Denise, ouvrière en voie de disparition

12 Juin 2007, 08:49am

Publié par barreteau


Depuis 15 ans, Denise passe ses journées ici, à l'Atelier de petite maroquinerie Fréjac, dans le 20ème. L'atelier est plein des couleurs et des odeurs des peausseries les plus exotiques : crocodile, lézard, python, autruche, buffle, et même ... éléphant, ou kangourou.

Pour réaliser un portefeuille, Denise va mettre environ une heure. Elle en assurera toutes les étapes : de la coupe au parage des bords, du collage à l'assemblage et la couture finale. A part cette dernière étape pour laquelle elle va s'asseoir devant la robuste PFAFF, Denise est constamment debout devant sa table de travail.
Elle ne se plaint pas, mais elle souhaiterait que ce métier - qu'elle exerce avec tant de talents - ait enfin une place reconnue parmi les métiers d'art, car aujourd'hui son travail est souvent galvaudé et assimilé à l'idée plutôt désuète que l'on se fait de l'artisanat.

Toutefois, pour son patron, Denise est une excellente professionnelle. Dotée d'un fin toucher, elle peut reconnaitre d'un geste rapide les diverses textures et ... sa grande dextérité lui permet d'assembler avec précision les cuirs découpés.

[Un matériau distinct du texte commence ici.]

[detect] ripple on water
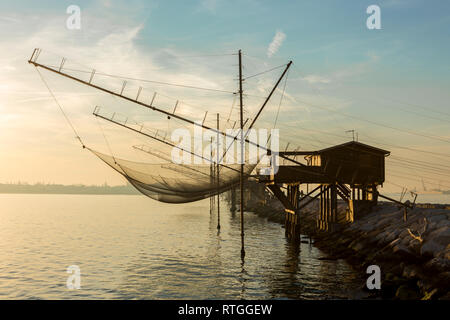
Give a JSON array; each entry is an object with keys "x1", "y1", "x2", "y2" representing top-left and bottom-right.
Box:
[{"x1": 0, "y1": 194, "x2": 365, "y2": 299}]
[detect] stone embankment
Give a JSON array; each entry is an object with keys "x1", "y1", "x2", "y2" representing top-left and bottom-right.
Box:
[{"x1": 246, "y1": 196, "x2": 450, "y2": 300}]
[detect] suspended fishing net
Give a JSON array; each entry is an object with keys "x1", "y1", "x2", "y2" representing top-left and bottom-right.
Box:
[
  {"x1": 84, "y1": 106, "x2": 269, "y2": 203},
  {"x1": 88, "y1": 149, "x2": 257, "y2": 203}
]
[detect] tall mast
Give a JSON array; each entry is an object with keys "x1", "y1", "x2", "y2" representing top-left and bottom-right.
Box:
[
  {"x1": 238, "y1": 49, "x2": 245, "y2": 260},
  {"x1": 217, "y1": 61, "x2": 292, "y2": 166}
]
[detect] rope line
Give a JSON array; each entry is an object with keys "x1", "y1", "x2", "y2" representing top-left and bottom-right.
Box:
[
  {"x1": 95, "y1": 115, "x2": 117, "y2": 164},
  {"x1": 272, "y1": 69, "x2": 289, "y2": 130},
  {"x1": 294, "y1": 97, "x2": 450, "y2": 144},
  {"x1": 35, "y1": 67, "x2": 85, "y2": 148},
  {"x1": 244, "y1": 64, "x2": 287, "y2": 80},
  {"x1": 44, "y1": 65, "x2": 235, "y2": 94}
]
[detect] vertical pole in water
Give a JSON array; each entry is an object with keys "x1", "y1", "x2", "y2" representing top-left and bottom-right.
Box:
[
  {"x1": 210, "y1": 137, "x2": 214, "y2": 214},
  {"x1": 238, "y1": 49, "x2": 245, "y2": 260},
  {"x1": 216, "y1": 113, "x2": 221, "y2": 230},
  {"x1": 231, "y1": 186, "x2": 236, "y2": 213}
]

Mais les commandes se raréfient et Denise est inquiète pour son travail et pour son avenir. Elle regrette les nombreuses importations asiatiques bon marché et dont la qualité est à des années-lumière de celle qu'elle réalise.
Et par-dessus tout, elle craint que son patron délocalise l'atelier en Chine, au Vietnam ou ... ailleurs...

L'horizon de la fabrique de petite maroquinerie du 20ème ... est plutôt sombre.



>> L'atelier Fréjac en 1997.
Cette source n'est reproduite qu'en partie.